The root cause of this incident was the removal of an item from the customer_aliases list, which resulted in an index out-of-bounds error

Dynamic Indexing: The use of count.index in the resource naming and other properties tied the MySQL server instances to specific list indices.
List Modification: Modifying the customer_aliases list caused indices to shift, leading to resource destruction and recreation.
Terraform State Dependency: Terraform's state file relies on indices for tracking resources, which makes it sensitive to changes in the order or length of lists.

Remediation

Lock Critical Resources:

Apply resource locks to critical infrastructure to prevent unintended destruction or replacement.
Use Unique Identifiers:

Instead of relying on list indices, use unique identifiers for each resource. This can be achieved by using the for_each feature in Terraform.
Review and Test Changes:

Thoroughly review and test any changes to Terraform configurations in a staging environment before applying them to production.

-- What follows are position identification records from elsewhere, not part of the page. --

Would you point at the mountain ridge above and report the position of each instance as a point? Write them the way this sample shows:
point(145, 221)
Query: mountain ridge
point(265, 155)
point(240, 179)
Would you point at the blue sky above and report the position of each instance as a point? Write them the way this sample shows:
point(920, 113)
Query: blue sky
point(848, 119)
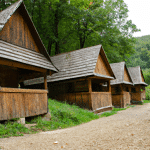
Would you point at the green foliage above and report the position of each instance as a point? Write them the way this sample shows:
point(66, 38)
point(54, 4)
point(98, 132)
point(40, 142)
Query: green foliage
point(141, 56)
point(12, 129)
point(67, 26)
point(146, 73)
point(64, 115)
point(146, 101)
point(148, 92)
point(112, 112)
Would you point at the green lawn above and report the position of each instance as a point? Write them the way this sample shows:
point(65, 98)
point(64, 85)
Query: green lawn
point(146, 101)
point(63, 115)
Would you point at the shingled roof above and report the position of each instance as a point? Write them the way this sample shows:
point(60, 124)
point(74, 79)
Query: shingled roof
point(136, 75)
point(118, 69)
point(20, 54)
point(8, 12)
point(75, 64)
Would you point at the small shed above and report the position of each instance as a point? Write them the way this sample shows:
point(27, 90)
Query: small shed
point(138, 90)
point(22, 56)
point(121, 86)
point(83, 79)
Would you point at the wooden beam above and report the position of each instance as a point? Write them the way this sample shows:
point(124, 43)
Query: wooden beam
point(45, 81)
point(122, 103)
point(90, 85)
point(109, 86)
point(20, 65)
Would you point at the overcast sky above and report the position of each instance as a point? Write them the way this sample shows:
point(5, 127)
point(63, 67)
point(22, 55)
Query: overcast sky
point(139, 13)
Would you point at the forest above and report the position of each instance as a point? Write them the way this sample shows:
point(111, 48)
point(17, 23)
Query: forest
point(66, 25)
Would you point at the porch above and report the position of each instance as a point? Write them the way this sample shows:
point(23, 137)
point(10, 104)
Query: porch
point(90, 100)
point(18, 103)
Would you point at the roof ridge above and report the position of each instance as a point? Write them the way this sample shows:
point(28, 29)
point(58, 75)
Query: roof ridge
point(75, 50)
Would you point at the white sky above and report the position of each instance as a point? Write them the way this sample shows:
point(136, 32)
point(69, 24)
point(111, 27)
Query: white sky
point(139, 13)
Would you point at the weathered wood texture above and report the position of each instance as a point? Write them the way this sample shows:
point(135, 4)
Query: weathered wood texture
point(93, 100)
point(101, 66)
point(142, 77)
point(17, 103)
point(137, 95)
point(137, 75)
point(81, 99)
point(143, 94)
point(101, 99)
point(126, 98)
point(17, 32)
point(121, 95)
point(121, 100)
point(126, 75)
point(23, 56)
point(8, 77)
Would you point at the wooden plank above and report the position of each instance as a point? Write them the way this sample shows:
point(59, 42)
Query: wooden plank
point(20, 65)
point(90, 85)
point(15, 19)
point(126, 75)
point(15, 90)
point(20, 49)
point(21, 59)
point(45, 81)
point(101, 66)
point(23, 56)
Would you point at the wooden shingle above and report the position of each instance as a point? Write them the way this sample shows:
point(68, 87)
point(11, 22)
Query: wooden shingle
point(137, 75)
point(76, 64)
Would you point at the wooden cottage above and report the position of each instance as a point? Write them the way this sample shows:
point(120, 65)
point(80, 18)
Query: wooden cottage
point(83, 78)
point(121, 86)
point(22, 56)
point(138, 90)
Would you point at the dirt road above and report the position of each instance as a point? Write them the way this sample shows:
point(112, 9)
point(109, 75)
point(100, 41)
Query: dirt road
point(128, 129)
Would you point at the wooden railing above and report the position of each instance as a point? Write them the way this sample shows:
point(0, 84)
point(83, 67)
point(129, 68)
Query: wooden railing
point(88, 100)
point(17, 103)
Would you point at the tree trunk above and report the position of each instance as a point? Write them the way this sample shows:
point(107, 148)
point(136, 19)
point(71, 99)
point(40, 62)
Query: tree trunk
point(49, 46)
point(57, 51)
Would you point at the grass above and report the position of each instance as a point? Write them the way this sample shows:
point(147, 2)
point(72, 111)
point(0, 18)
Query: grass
point(146, 101)
point(112, 112)
point(63, 115)
point(12, 129)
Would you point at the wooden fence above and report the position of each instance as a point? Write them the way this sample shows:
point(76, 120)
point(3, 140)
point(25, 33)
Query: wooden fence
point(88, 100)
point(17, 103)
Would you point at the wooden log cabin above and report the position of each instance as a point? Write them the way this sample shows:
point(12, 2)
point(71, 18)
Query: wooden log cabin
point(121, 86)
point(138, 90)
point(83, 79)
point(22, 56)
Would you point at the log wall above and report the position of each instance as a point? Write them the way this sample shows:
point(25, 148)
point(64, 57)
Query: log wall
point(8, 77)
point(101, 67)
point(17, 103)
point(126, 76)
point(88, 100)
point(117, 100)
point(81, 99)
point(126, 98)
point(137, 95)
point(143, 95)
point(101, 99)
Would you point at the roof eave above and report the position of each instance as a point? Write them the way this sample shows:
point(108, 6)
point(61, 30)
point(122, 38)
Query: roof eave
point(103, 76)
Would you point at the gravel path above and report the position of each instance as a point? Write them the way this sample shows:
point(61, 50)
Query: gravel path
point(128, 129)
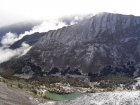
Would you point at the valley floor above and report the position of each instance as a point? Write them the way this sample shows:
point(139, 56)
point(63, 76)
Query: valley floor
point(11, 96)
point(106, 98)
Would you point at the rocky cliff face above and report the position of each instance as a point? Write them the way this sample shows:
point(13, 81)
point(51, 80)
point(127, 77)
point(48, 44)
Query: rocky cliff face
point(104, 44)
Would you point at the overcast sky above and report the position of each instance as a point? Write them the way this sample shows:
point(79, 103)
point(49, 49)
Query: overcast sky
point(12, 11)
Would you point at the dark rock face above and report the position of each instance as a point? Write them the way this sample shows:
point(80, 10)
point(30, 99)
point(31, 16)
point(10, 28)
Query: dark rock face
point(29, 39)
point(102, 45)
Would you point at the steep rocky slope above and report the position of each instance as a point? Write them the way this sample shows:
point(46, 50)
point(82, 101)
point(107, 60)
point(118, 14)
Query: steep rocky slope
point(104, 44)
point(29, 39)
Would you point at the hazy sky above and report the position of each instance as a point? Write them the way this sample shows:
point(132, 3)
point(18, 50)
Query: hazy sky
point(12, 11)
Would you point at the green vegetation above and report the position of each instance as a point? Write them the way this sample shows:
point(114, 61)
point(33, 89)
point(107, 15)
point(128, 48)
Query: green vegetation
point(112, 82)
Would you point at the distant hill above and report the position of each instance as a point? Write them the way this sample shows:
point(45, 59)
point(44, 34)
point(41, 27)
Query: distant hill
point(18, 28)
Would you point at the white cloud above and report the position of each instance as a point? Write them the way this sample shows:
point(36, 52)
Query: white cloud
point(53, 9)
point(9, 38)
point(6, 53)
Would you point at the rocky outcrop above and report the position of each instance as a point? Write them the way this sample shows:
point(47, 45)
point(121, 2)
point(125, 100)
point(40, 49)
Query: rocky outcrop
point(104, 44)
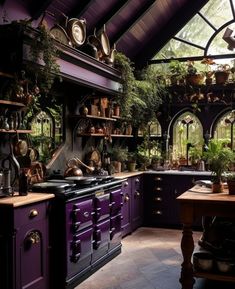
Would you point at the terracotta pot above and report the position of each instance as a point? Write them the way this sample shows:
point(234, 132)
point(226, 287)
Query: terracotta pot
point(196, 79)
point(221, 77)
point(231, 187)
point(217, 188)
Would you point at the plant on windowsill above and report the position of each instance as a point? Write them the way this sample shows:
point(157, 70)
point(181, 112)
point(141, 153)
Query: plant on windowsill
point(231, 183)
point(222, 73)
point(219, 158)
point(177, 72)
point(193, 77)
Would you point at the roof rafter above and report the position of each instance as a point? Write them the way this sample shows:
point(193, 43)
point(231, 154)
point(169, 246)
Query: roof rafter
point(133, 21)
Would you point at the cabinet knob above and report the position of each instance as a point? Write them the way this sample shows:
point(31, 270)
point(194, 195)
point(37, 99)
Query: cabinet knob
point(158, 212)
point(33, 213)
point(125, 184)
point(126, 198)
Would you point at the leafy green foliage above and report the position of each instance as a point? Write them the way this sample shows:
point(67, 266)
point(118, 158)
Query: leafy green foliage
point(219, 157)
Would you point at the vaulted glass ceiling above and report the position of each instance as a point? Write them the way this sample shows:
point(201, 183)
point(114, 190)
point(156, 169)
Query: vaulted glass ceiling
point(202, 35)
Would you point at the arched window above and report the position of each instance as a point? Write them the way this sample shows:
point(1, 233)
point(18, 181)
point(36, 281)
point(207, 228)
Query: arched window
point(187, 134)
point(202, 36)
point(225, 128)
point(46, 133)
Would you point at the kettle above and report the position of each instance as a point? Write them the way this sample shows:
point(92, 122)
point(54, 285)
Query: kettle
point(72, 169)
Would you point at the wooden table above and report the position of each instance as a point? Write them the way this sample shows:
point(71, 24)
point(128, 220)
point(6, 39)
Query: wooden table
point(198, 202)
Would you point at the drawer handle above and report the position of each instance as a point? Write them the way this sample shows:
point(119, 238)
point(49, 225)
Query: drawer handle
point(126, 198)
point(33, 213)
point(158, 212)
point(125, 184)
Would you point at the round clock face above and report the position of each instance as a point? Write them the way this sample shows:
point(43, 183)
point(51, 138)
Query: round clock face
point(59, 34)
point(78, 34)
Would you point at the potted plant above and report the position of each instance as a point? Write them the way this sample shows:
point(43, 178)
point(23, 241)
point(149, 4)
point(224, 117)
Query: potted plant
point(177, 72)
point(231, 182)
point(119, 156)
point(208, 70)
point(193, 77)
point(222, 73)
point(131, 161)
point(219, 157)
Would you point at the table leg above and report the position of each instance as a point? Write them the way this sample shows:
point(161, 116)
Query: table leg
point(187, 247)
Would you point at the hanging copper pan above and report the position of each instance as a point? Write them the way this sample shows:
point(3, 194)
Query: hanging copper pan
point(76, 29)
point(104, 40)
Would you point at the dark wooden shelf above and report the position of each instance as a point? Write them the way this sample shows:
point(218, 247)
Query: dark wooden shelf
point(93, 117)
point(12, 103)
point(15, 131)
point(103, 135)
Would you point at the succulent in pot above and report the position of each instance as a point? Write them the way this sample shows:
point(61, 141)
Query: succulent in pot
point(219, 158)
point(231, 183)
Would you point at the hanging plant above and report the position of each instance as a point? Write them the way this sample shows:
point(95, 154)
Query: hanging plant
point(43, 50)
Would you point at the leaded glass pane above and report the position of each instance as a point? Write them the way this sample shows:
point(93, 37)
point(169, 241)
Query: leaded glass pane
point(218, 45)
point(225, 128)
point(187, 130)
point(218, 12)
point(175, 48)
point(196, 31)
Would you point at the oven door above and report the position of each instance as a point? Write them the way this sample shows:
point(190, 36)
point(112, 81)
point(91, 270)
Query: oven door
point(79, 252)
point(101, 205)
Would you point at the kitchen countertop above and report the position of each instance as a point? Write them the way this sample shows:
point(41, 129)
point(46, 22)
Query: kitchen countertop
point(17, 201)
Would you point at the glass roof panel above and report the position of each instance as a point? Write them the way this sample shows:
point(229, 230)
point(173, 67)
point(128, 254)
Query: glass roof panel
point(196, 31)
point(175, 48)
point(218, 45)
point(218, 12)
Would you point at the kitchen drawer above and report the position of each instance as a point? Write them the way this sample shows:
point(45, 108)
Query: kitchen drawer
point(29, 214)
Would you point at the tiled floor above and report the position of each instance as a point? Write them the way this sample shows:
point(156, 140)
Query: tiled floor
point(150, 259)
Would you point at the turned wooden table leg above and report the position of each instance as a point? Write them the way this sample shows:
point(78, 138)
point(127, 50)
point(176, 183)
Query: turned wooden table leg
point(187, 247)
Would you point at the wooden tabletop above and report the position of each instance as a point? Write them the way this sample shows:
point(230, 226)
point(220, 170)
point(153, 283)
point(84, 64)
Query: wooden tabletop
point(17, 201)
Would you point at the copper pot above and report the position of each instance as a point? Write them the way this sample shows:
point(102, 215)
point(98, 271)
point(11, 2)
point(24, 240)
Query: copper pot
point(72, 169)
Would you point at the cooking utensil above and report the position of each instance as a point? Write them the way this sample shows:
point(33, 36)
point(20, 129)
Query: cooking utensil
point(91, 169)
point(21, 147)
point(104, 40)
point(72, 168)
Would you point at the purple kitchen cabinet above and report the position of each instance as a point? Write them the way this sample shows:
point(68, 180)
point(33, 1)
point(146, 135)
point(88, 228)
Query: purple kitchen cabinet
point(126, 208)
point(132, 209)
point(136, 202)
point(24, 247)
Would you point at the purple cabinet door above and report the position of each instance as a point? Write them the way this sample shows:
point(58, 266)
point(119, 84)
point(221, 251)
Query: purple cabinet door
point(116, 201)
point(79, 252)
point(126, 208)
point(101, 239)
point(31, 248)
point(136, 203)
point(101, 207)
point(115, 231)
point(79, 214)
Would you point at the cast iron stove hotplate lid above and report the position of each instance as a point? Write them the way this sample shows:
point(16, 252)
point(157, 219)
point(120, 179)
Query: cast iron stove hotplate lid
point(53, 186)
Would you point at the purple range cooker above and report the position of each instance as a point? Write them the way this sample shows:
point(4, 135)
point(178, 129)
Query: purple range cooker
point(85, 226)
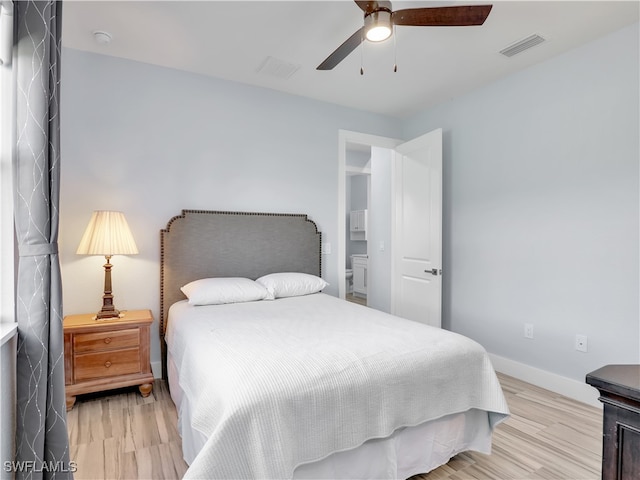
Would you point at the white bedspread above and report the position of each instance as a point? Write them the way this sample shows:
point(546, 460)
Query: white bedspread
point(275, 384)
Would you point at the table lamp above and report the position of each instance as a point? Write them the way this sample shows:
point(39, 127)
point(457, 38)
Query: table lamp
point(107, 234)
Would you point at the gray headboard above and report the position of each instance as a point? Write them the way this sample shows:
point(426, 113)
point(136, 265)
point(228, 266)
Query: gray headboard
point(202, 244)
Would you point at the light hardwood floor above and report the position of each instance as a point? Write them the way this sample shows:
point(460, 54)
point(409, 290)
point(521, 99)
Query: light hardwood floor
point(548, 436)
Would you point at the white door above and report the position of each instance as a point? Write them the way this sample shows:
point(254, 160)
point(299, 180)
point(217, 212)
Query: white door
point(417, 262)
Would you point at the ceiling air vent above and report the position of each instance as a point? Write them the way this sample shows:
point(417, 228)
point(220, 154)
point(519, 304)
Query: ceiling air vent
point(277, 68)
point(522, 45)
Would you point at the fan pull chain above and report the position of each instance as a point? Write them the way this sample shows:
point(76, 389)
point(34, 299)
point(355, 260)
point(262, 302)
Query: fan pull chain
point(395, 51)
point(362, 55)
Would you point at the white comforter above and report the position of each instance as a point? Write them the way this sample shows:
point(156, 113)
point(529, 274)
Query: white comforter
point(275, 384)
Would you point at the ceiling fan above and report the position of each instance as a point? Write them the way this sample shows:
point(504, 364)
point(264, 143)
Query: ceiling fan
point(379, 19)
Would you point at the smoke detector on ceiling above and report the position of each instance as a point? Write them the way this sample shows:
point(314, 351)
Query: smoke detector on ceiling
point(103, 38)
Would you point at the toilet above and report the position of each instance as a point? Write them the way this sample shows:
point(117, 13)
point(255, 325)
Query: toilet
point(349, 278)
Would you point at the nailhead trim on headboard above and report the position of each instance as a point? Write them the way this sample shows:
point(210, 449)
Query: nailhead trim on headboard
point(315, 236)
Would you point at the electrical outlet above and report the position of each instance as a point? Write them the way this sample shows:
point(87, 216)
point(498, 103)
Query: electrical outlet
point(528, 330)
point(581, 343)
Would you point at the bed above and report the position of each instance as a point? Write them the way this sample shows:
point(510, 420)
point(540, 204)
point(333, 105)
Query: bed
point(306, 385)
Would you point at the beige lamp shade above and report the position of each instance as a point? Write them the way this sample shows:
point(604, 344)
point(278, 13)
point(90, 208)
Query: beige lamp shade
point(107, 234)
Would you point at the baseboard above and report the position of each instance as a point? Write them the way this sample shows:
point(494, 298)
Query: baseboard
point(156, 369)
point(551, 381)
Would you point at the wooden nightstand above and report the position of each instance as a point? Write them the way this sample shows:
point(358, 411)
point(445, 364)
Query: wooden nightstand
point(106, 354)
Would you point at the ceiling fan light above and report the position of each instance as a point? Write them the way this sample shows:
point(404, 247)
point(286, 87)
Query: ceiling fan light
point(378, 34)
point(378, 26)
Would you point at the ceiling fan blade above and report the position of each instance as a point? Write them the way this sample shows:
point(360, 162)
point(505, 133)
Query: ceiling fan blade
point(342, 51)
point(442, 16)
point(368, 7)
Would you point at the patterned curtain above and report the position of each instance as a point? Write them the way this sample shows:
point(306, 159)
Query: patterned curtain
point(41, 430)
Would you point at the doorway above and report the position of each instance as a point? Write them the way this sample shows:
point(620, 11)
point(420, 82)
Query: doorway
point(364, 258)
point(404, 224)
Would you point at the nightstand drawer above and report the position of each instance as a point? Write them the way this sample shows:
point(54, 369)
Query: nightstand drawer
point(91, 342)
point(107, 364)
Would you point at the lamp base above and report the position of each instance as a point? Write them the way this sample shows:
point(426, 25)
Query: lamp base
point(107, 314)
point(108, 310)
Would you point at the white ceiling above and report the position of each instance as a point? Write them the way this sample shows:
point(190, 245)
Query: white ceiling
point(232, 39)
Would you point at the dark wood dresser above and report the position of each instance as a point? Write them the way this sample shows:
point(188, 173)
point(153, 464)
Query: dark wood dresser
point(619, 387)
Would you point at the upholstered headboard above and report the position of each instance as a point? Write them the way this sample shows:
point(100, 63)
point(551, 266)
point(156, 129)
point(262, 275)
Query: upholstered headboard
point(202, 244)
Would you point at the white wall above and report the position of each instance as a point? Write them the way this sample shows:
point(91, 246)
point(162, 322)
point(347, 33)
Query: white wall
point(541, 209)
point(151, 141)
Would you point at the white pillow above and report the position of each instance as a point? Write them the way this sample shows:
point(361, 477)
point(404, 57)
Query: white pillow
point(216, 291)
point(291, 284)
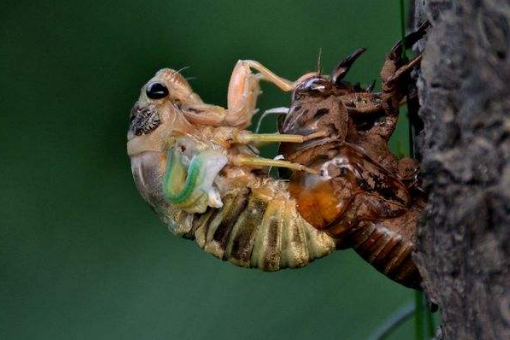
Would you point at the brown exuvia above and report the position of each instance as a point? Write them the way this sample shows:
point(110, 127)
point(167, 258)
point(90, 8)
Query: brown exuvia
point(363, 196)
point(201, 172)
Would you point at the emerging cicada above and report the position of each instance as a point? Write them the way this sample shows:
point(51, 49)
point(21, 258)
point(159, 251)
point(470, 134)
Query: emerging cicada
point(199, 169)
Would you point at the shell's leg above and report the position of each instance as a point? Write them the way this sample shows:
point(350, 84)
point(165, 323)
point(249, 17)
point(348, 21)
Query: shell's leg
point(395, 75)
point(341, 70)
point(192, 189)
point(243, 91)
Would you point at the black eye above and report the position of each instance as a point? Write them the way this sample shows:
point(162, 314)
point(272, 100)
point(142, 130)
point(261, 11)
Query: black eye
point(156, 91)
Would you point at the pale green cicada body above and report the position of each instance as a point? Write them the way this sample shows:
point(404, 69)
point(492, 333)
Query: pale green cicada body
point(200, 171)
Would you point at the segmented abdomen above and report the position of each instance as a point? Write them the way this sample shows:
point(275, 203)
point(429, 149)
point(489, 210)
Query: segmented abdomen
point(258, 226)
point(255, 230)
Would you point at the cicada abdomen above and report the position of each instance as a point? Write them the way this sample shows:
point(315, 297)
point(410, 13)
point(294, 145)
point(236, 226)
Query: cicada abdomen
point(258, 225)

Implement automated tests and continuous integration (CI) pipelines to detect potential issues early.

Conclusion

By implementing the above remediation steps, we can prevent similar incidents in the future. Using unique identifiers and the for_each construct allows for more resilient resource management, reducing the risk of unintended resource replacement due to index changes. Additionally, locking critical resources and thorough testing will enhance the overall stability of the infrastructure.